Josh Cowls reflects on recent developments and our goals towards the end of the project:

We are already well past the half-way mark of the project, and exciting new developments mean that our eleven researchers are well on their way to producing high-quality humanities research using the massive UK Web Domain Dataset.

The project team meets with the researchers on a regular basis, and these meetings always involve really constructive dialogue between the researchers accessing and using the data, and the development team at the British Library who are improving the interface of the archive all the time.

Our most recent meeting in September was no exception. We first got a brief update from all the researchers present about how their work was taking shape. This led seamlessly into a wider discussion of what researchers want from the interface. The top priority was for the creation of accounts for each individual user, enabling users to save the often-complex search queries that they generate. Another high priority was the ability to search within results sets, enabling more iterative searching.

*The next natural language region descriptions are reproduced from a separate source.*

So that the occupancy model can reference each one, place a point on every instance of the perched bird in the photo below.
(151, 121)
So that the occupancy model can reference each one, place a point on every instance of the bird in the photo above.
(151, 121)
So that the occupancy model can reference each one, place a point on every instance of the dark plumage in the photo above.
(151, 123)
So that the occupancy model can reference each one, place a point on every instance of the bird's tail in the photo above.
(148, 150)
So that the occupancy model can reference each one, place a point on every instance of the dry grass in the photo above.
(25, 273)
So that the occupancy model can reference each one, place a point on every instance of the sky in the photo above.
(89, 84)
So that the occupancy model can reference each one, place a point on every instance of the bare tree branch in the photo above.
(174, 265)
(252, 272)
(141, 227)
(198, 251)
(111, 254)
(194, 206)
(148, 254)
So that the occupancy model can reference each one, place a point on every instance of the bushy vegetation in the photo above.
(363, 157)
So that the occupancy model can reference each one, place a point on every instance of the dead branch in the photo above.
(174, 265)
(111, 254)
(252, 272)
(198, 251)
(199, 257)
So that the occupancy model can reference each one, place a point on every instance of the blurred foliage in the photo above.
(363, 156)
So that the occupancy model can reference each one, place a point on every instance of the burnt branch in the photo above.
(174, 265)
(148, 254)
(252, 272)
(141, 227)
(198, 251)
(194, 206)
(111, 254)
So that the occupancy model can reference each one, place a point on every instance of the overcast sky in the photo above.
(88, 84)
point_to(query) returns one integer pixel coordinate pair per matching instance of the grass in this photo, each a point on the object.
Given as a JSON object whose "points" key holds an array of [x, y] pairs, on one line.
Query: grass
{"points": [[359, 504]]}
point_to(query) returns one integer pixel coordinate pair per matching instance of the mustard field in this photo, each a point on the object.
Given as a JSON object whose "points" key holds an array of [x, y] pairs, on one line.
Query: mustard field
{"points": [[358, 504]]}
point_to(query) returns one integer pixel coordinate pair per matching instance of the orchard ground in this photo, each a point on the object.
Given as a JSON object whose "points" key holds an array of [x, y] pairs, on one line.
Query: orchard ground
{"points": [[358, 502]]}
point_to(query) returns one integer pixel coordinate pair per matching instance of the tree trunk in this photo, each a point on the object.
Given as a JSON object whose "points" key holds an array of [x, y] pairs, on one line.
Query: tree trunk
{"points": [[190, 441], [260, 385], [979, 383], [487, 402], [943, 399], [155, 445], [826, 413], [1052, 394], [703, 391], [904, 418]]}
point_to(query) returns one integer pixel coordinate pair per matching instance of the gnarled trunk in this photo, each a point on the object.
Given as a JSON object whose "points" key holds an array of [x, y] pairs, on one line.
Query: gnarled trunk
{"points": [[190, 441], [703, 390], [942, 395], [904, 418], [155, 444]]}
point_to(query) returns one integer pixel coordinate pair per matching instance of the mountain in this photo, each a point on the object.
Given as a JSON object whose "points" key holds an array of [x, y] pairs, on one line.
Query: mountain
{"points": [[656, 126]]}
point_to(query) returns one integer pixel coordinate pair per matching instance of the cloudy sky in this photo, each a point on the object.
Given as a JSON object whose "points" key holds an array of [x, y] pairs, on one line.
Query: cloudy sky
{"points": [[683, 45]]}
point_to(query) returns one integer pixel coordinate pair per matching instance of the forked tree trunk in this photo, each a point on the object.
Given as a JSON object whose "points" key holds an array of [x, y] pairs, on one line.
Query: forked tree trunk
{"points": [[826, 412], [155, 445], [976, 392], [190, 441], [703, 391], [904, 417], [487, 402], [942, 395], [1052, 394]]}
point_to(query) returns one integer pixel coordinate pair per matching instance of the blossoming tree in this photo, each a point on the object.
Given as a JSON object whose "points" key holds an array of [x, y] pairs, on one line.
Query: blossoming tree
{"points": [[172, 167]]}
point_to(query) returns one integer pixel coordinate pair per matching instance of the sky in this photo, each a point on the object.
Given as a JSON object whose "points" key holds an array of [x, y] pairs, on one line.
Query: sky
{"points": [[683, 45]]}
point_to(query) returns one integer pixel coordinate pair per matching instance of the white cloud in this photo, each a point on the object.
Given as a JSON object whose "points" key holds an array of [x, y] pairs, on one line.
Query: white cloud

Among the other enhancements suggested by the researchers were a number of proposed tweaks to the interface. One suggestion to save researchers time was for a snippet view on the results page, showing the search term in context – meaning researchers could skip over pages clearly irrelevant to their interest. On the other hand, it was not felt that URLs should necessarily appear on results pages.

Other requested tweaks to the interface included:

An option to choose the number of search results per page and to show more results per page by default
The ability to filter results from advanced as well as simple search queries
Tailoring of the ‘show more’ feature depending on the facet
A ‘show me a sample’ feature for large amounts of results, with a range of sampling methods, including a random sample option.

As well as these interface issues, the conversation also focussed on more academic questions, especially in regard to how results should be cited from the dataset. A ‘cite me’ button was suggested, which would allow a quick way of citing results, and similarly, when viewing individual results on the Internet Archive, an outer frame could include citation details. But of course, exactly what form these citation details should take raised other questions: should the British Library be cited as the provider of the data, or should the Internet Archive as the original collector? How should collections of results be cited, given that the British Library’s search functionality generated the results?

Inevitably, some of these questions couldn’t be answered definitely at the meeting, but the experience shows the value of involving researchers – who are able to raise vital questions from an academic perspective – while the development of the interface is still in progress. Since the meeting, many of the proposed changes have already been implemented – including, crucially, the introduction of log-ins for researchers, enabling the preservation and retrieval of search queries. The researchers are encouraged to bring more requests to our next meeting, at the British Library next week. From then, the pace of the project will accelerate still further, with a demo of the project to the general public at the AHRC’s Being Human Festival in November, and the ‘Web archives as big data’ conference in early December, when the researchers will present their findings.